In honor of National Animal Advocacy Day on April 30, we’re running a special series on the blog this week to honor those individuals who dedicate their energies to standing up for animals. Meet our third profiled citizen lobbyist, Michelle Lombas of McComb, Mississippi.
Growing up as an only child in rural Mississippi, Michelle Lombas befriended animals early on.
“I had no neighborhood kids to play with, so animals were my family,” she says. “I even learned to swim by watching my Chihuahua dog-paddle.”
While she works full-time as a program coordinator for the City of McComb’s Department of Recreation, Michelle spends just as much time lobbying for animals. “I may be on my lunch hour trying to catch a stray dog,” says the 39-year-old, who has served as a responder for the ASPCA and the International Fund for Animal Welfare (IFAW) after Hurricanes Isaac and Sandy, and was deployed to Florida and Kentucky to care for animals seized by the ASPCA in cruelty cases. She also handles special projects for the St. Francis Animal Sanctuary in nearby Tylertown.

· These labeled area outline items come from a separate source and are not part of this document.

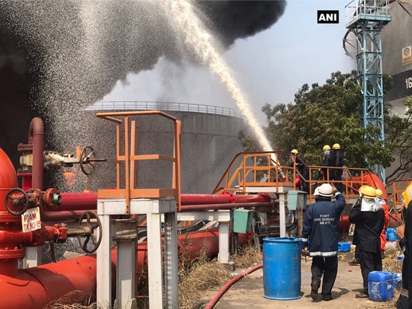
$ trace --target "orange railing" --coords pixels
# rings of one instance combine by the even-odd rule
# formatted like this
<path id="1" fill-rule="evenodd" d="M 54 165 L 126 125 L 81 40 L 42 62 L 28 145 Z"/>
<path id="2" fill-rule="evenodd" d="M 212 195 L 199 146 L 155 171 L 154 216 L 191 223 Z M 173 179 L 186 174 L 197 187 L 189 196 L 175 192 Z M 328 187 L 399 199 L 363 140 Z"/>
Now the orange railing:
<path id="1" fill-rule="evenodd" d="M 391 209 L 400 211 L 402 207 L 402 192 L 412 181 L 411 179 L 401 179 L 389 181 L 387 183 L 386 188 L 388 193 L 388 205 Z"/>
<path id="2" fill-rule="evenodd" d="M 293 158 L 294 159 L 294 158 Z M 299 171 L 292 164 L 290 152 L 286 151 L 250 152 L 237 154 L 225 171 L 216 186 L 214 193 L 223 190 L 238 193 L 253 192 L 253 188 L 260 191 L 271 190 L 275 192 L 299 190 L 295 180 Z M 312 203 L 314 187 L 324 183 L 342 183 L 343 193 L 347 198 L 357 198 L 358 190 L 362 185 L 370 185 L 371 173 L 367 168 L 325 168 L 324 166 L 308 165 L 310 192 L 308 198 Z M 341 170 L 341 181 L 320 179 L 319 170 L 326 168 L 326 176 Z"/>
<path id="3" fill-rule="evenodd" d="M 174 136 L 173 141 L 173 154 L 166 156 L 159 154 L 139 154 L 137 126 L 130 116 L 140 115 L 156 115 L 173 122 Z M 175 117 L 159 111 L 123 111 L 111 113 L 98 113 L 96 116 L 115 122 L 116 125 L 116 167 L 117 185 L 115 190 L 100 190 L 99 198 L 122 198 L 126 199 L 127 214 L 129 214 L 130 200 L 131 198 L 159 198 L 175 197 L 177 210 L 181 206 L 181 175 L 180 175 L 180 148 L 181 122 Z M 119 119 L 123 117 L 124 119 Z M 122 126 L 123 124 L 123 126 Z M 130 129 L 131 128 L 131 129 Z M 122 141 L 121 133 L 124 133 Z M 122 153 L 122 146 L 124 153 Z M 168 161 L 172 164 L 172 175 L 171 185 L 165 188 L 141 188 L 137 185 L 138 163 L 145 160 L 159 160 Z M 122 166 L 124 168 L 122 168 Z M 124 173 L 122 176 L 122 172 Z"/>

Most recently, Michelle organized a rally in Jackson and created a supporting Facebook page. “We had about 100 people show up in the freezing temperatures and sleet,” she recalls. “What I loved about the rally is it inspired people throughout the state. And we accomplished our goals: to increase public awareness; show law enforcement that we appreciate their enforcing anti-cruelty laws; and tell legislators we need tougher laws.
“In our state, animal protection laws aren’t where we’d like them to be, and law enforcement doesn’t always have resources to enforce those laws,” adds Michelle.
“Local and vocal advocates like Michelle are the sustaining force and life-blood of the animal welfare movement,” says Sherry Rout, the ASPCA’s State Legislative Director of the Southern Region. “They know their communities better than anyone else, and we’re honored to work with these unsung heroes.”
Michelle acknowledges it’s not always necessary to be attached to an organization to make a difference. “People should feel empowered to organize things themselves. So many times we sit back and think someone else is going to do it, but it needs to be all of us to create change.”
On a daily basis, she does just that. During this year’s extreme winter weather, she delivered dog houses to people in her community. “It doesn’t take a whole lot,” she says. “And the reward is knowing an animal is more comfortable or not suffering.”
“Many times it’s not about cruelty,” she adds. “When I deliver hay or blankets, I see that people are suffering, too.”
At home, Michelle and her husband Louis’ four Weimaraners are their children, along with two permanent fosters, a pit bull and black Lab. Their home is also a haven for 43 ducks—mallard, Muscovy, Indian runner and Peking, among others—and the occasional flock of Canada geese.
Michelle began her animal welfare efforts in earnest after Hurricane Katrina, when she saw how people risked or lost their lives because they refused to evacuate without their pets.
“Katrina prompted me to go from ‘somebody needs to,’ to ‘somebody’s going to,’” she states. “That’s when I took action. Sometimes it’s nothing more than a phone call, or buying a bale of hay to distribute.”
Other times, it’s calling legislators who don’t always like to hear from animal advocates. “I’m a vote,” she says. “There are many more animal lovers than there are Democrats or Republicans, conservatives or liberals. The ASPCA has given me the tools to know what to say and how to say it. Speaking for those who can’t is my opportunity to make a positive difference.”